The Universal Declaration of Human Rights (UDHR) can be defined as a declaration adopted by the United Nations General Assembly on 10th December 1948 at Paris. This declaration was a result of the experiences of Second World War. It consists of 30 articles. The principal drafter of the declaration was John Peters Humphrey who was the director o Division of Human Rights within the United Nations Secretariat.  The second drat of the declaration was prepared by René Cassin. Articles 1 and 2 are the foundation blocks, which contain principles of dignity, liberty, equality and brotherhood. The seven paragraphs of the preamble, gives the reasons for the Declaration and represent the steps.

A Summary Of The Preamble

The United Nations General Assembly recognizes that the natural dignity and the equal and inalienable rights of all members of the human family is the foundation of freedom, justice and peace in the world. Human rights should be protected by the rule of law and friendly relations between nations must be encouraged. The members of the UN have affirmed their faith in human rights, the dignity and the worth of the human person, the equal rights of men and women and are determined to promote social progress, better standards of life and larger freedom and have promised to promote human rights and a common understanding of these rights.
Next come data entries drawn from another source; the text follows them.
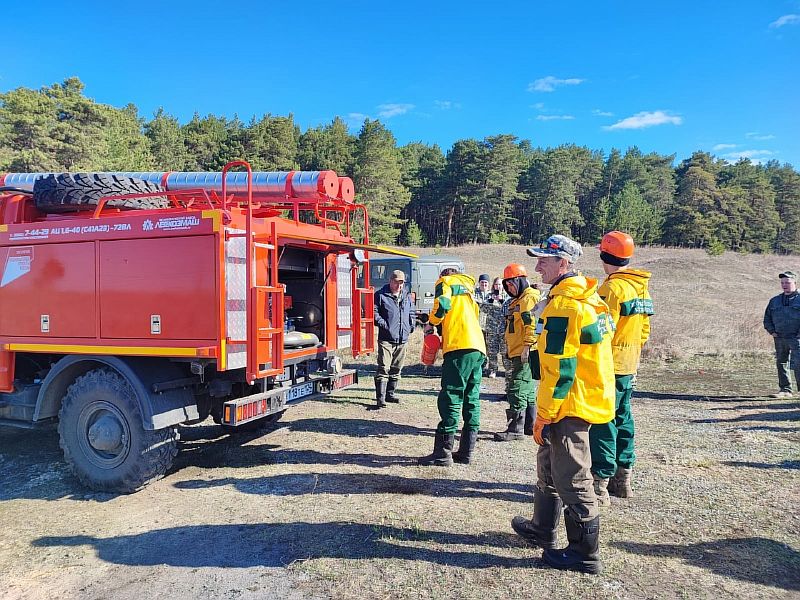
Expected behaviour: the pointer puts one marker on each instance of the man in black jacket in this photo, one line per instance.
(394, 317)
(782, 322)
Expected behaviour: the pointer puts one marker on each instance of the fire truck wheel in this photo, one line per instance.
(68, 192)
(104, 443)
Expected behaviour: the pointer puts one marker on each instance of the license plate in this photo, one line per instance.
(344, 381)
(300, 391)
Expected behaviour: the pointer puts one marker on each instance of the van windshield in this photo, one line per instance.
(380, 272)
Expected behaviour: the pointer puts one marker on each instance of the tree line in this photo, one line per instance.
(497, 190)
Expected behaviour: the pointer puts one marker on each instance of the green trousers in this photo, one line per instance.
(612, 443)
(461, 390)
(522, 390)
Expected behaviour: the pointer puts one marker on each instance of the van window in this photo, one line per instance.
(428, 272)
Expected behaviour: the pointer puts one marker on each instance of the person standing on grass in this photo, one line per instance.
(520, 337)
(782, 322)
(625, 291)
(395, 318)
(455, 310)
(493, 324)
(576, 390)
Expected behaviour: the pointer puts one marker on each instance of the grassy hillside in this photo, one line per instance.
(704, 304)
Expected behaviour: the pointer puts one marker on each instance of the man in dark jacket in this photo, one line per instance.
(395, 318)
(782, 322)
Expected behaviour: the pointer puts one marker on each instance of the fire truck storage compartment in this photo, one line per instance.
(163, 288)
(51, 288)
(302, 271)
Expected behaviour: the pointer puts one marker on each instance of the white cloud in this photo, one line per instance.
(785, 20)
(756, 156)
(387, 111)
(646, 119)
(446, 104)
(754, 135)
(550, 83)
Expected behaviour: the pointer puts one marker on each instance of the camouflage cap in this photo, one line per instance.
(558, 245)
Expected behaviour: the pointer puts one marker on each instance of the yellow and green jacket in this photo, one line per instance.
(520, 328)
(574, 354)
(631, 307)
(454, 307)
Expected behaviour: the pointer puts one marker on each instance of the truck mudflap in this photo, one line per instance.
(256, 406)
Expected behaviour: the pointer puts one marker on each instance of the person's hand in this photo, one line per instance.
(541, 429)
(526, 352)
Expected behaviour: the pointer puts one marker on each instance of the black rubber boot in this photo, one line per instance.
(391, 386)
(516, 425)
(582, 553)
(465, 447)
(380, 392)
(542, 529)
(442, 451)
(530, 417)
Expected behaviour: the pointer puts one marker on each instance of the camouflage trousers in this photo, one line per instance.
(494, 342)
(508, 364)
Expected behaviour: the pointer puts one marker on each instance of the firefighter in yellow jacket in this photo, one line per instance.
(576, 390)
(625, 291)
(519, 336)
(464, 350)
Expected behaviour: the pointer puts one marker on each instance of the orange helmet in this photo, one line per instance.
(514, 270)
(618, 244)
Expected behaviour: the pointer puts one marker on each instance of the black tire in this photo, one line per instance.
(68, 192)
(101, 409)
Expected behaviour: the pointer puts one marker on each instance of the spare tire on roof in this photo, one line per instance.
(69, 192)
The important points in Declaration

1. We Are All Born Free & Equal.

2. Don’t Discriminate.

3. The Right to Life.

4. No Slavery.

5. No Torture.

6. You Have Rights No Matter Where You Go.

7. We’re All Equal before the Law.

8. Your Human Rights Are Protected by Law.

9. No Unfair Detainment.

10. The Right to Trial.

11. We’re always innocent till Proven Guilty.

12. The Right to Privacy.

13. Freedom to Move.

14. The Right to Seek a Safe Place to Live.

15. Right to a Nationality.

16. Marriage and Family.

17. The Right to Your Own Things.

18. Freedom of Thought.

19. Freedom of Expression.

20. The Right to Public Assembly.

21. The Right to Democracy.

22. Social Security.

23. Workers’ Rights.

24. The Right to Play.

25. Food and Shelter for All.

26. The Right to Education.

27. Copyright.

28. A Fair and Free World.

29. Responsibility.

30. No One Can Take Away Your Human Rights.

Importance of Universal Declaration Of Human Rights

The Universal Declaration is not considered as a treaty hence it does not directly create any legal obligations for the member countries. It is a declaration of the fundamental values that are shared by all members of the community.  This declaration has a profound influence on the development of international human rights law. The Universal Declaration has paved way for a wide range of other international agreements which are legally binding for the countries that approve them. The International Covenant on Civil and Political Rights (ICCPR) and the International Covenant on Economic, Social and Cultural Rights (ICESCR) are some of such agreements.

The Universal Declaration of human rights covers the civil and political rights which include the right to life, liberty, free speech and privacy.  The declaration also includes economic, social and cultural rights such as the right to social security, health and education. Every person in this world has inherent dignity and value. Universal Declaration of Human rights help us to recognize and respect these dignity and values in ourselves and in each other. With the help of these declaration people were able to protect their rights when the rights were denied to them.  You can make complaints about the violation of human rights through the human rights commission.